This seems like it should be a common problem yet I can't seem to find anything that exactly fits my needs.
I have 2 sequence(fasta) files. One is an assembly of the other, so I would like to make a trie or suffix tree out of the assembled sequences, and search each for the sub sequences.
For example:
s1 = 'ATTCCG'
s2 = 'ATT'
s3 = 'CCG'
I would like to use s1 as a key in a trie, and search it for substrings s2 and s3.
Here is what I have tried so far:
1. Bio pythons trie and triefind:
This only allows for the whole key to match, or for a prefix to match. So in the above example, I could only successfully search s2 but not s3.
2. Suffix tree for python.
I looked at numbers 2 and 4 from this but neither seemed capable of handling the immense string sizes that I am working with (each string can be up to a few million characters long).

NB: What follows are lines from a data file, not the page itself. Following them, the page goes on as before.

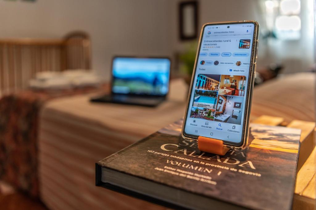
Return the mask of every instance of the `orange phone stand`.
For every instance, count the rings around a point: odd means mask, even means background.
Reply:
[[[223,141],[219,139],[199,136],[198,139],[198,147],[200,151],[224,155],[229,148],[225,147]]]

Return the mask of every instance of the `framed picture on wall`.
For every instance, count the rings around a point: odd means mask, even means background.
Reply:
[[[198,2],[180,2],[179,4],[180,38],[188,40],[198,38]]]
[[[234,108],[239,108],[240,109],[241,108],[241,102],[235,102],[234,103]]]

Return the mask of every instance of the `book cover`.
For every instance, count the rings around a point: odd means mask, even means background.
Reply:
[[[189,192],[195,198],[250,209],[291,209],[300,130],[252,124],[247,148],[220,156],[201,152],[196,142],[183,139],[182,123],[180,120],[160,129],[100,161],[97,167]],[[104,176],[96,176],[98,185],[107,182]],[[174,201],[169,198],[169,202],[179,203],[181,197],[176,197]]]

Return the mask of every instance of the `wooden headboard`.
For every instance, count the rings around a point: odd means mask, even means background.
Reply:
[[[0,39],[0,94],[26,88],[37,72],[91,68],[90,39],[84,32],[59,39]]]

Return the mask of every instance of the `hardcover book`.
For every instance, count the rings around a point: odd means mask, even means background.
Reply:
[[[291,209],[301,130],[252,124],[220,156],[183,139],[182,121],[99,161],[97,185],[177,209]]]

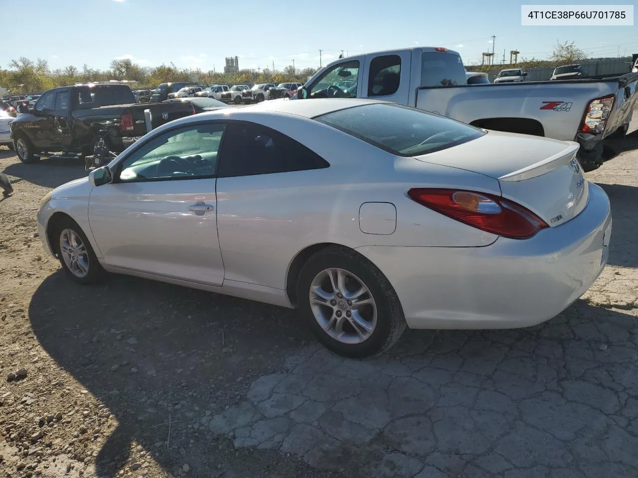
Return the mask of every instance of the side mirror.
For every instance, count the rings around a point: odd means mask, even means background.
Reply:
[[[94,187],[108,184],[112,180],[111,170],[105,166],[93,170],[89,173],[89,184]]]
[[[307,98],[308,98],[308,91],[305,87],[300,86],[297,89],[297,99],[306,99]]]

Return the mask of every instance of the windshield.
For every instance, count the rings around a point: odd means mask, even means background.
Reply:
[[[421,86],[465,85],[465,68],[461,57],[450,53],[424,53],[421,57]]]
[[[393,154],[418,156],[480,138],[482,130],[407,106],[378,103],[315,118]]]
[[[563,73],[573,73],[575,71],[580,71],[579,65],[570,65],[569,66],[559,66],[554,71],[554,75],[562,75]]]
[[[505,69],[501,71],[498,74],[499,78],[502,78],[503,76],[520,76],[521,70],[520,69]]]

If possible, I would prefer to use the Trie because I have used it on this sized dataset before with success. Is there a way to search for substrings that are not whole matches or prefixes?
If not, what is a suitable suffix tree library that can handle very large strings?
I am using a linux 24 core 128 GB RAM machine.
Thank you
Gusfield's book discusses how to convert a suffix tree into a suffix array, and then search for pattern P in suffix array T in O(n + log m) time. See pgs. 149-155.
Are non compressed suffix arrays sufficiently smaller in size so as to allow genome scale indexing?
A suffix array is just one integer (in a naive implementation, 8 bytes) per genome position. You mentioned to have 128 GB of RAM, so, a human genome should fit.